2. Okay, vieles kommt mir bekannt vor, aber ich kenne niemanden, dem es so geht wie mir.

Erst einmal ist es wichtig, dass du weißt, dass es viele Menschen gibt, die sich mit „Young Carers“, also Kindern und Jugendlichen „mit Pflegeverantwortung“, beschäftigen.
Diese Menschen haben festgestellt, dass es zahlreiche Kinder und Jugendliche in Deutschland gibt, denen es so ähnlich geht wie dir. Inzwischen geht man davon aus, dass es ungefähr 1-2 Kinder pro Schulklasse sind.

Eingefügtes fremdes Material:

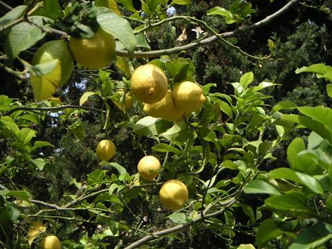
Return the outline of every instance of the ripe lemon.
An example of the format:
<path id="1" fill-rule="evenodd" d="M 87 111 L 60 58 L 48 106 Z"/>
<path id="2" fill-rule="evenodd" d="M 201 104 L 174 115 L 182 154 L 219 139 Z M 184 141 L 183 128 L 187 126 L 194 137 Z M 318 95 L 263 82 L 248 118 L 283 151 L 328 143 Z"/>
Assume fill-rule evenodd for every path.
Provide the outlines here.
<path id="1" fill-rule="evenodd" d="M 113 158 L 116 154 L 116 145 L 109 139 L 101 140 L 97 145 L 95 153 L 99 160 L 109 160 Z"/>
<path id="2" fill-rule="evenodd" d="M 61 249 L 61 243 L 56 236 L 50 235 L 42 240 L 40 247 L 42 249 Z"/>
<path id="3" fill-rule="evenodd" d="M 92 37 L 71 37 L 69 46 L 76 62 L 88 68 L 101 68 L 116 59 L 116 41 L 100 28 Z"/>
<path id="4" fill-rule="evenodd" d="M 45 43 L 36 52 L 33 65 L 57 62 L 54 68 L 44 74 L 31 73 L 33 95 L 36 101 L 46 100 L 55 93 L 59 86 L 66 84 L 73 72 L 73 57 L 68 44 L 62 40 Z"/>
<path id="5" fill-rule="evenodd" d="M 168 90 L 163 100 L 154 104 L 145 104 L 143 111 L 154 118 L 163 118 L 170 113 L 174 109 L 174 101 L 172 92 Z"/>
<path id="6" fill-rule="evenodd" d="M 206 100 L 201 87 L 188 81 L 175 86 L 172 95 L 175 105 L 186 113 L 199 111 Z"/>
<path id="7" fill-rule="evenodd" d="M 160 68 L 153 64 L 138 67 L 133 73 L 131 83 L 133 94 L 145 103 L 156 103 L 167 93 L 166 75 Z"/>
<path id="8" fill-rule="evenodd" d="M 161 187 L 159 197 L 166 208 L 176 210 L 183 207 L 188 199 L 188 190 L 183 182 L 169 180 Z"/>
<path id="9" fill-rule="evenodd" d="M 137 169 L 140 176 L 147 181 L 151 181 L 159 175 L 160 171 L 159 160 L 153 156 L 147 156 L 140 160 Z"/>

In anderen Ländern gibt es einige Gruppen von „Young Carers“, die sich treffen, austauschen und eine gute Zeit zusammen verbringen. Hier in Deutschland gibt es vereinzelt schon Treffen für „Young Carers“. Im Sommer 2018 gab es in Berlin auch ein „Mini-Festival für junge Pflegende“. Das ist doch schon mal eine gute Sache.
Vielleicht bekommst du ja Lust zu schauen, wo es „Gleichgesinnte“ gibt. Vielleicht ist es ja sogar möglich, sich untereinander zu treffen.

3. Ich traue mich nicht so recht das auszudrücken, aber ich brauche Hilfe und möchte in jedem Fall in meinem vertrauten Umfeld bleiben. Was kann ich machen?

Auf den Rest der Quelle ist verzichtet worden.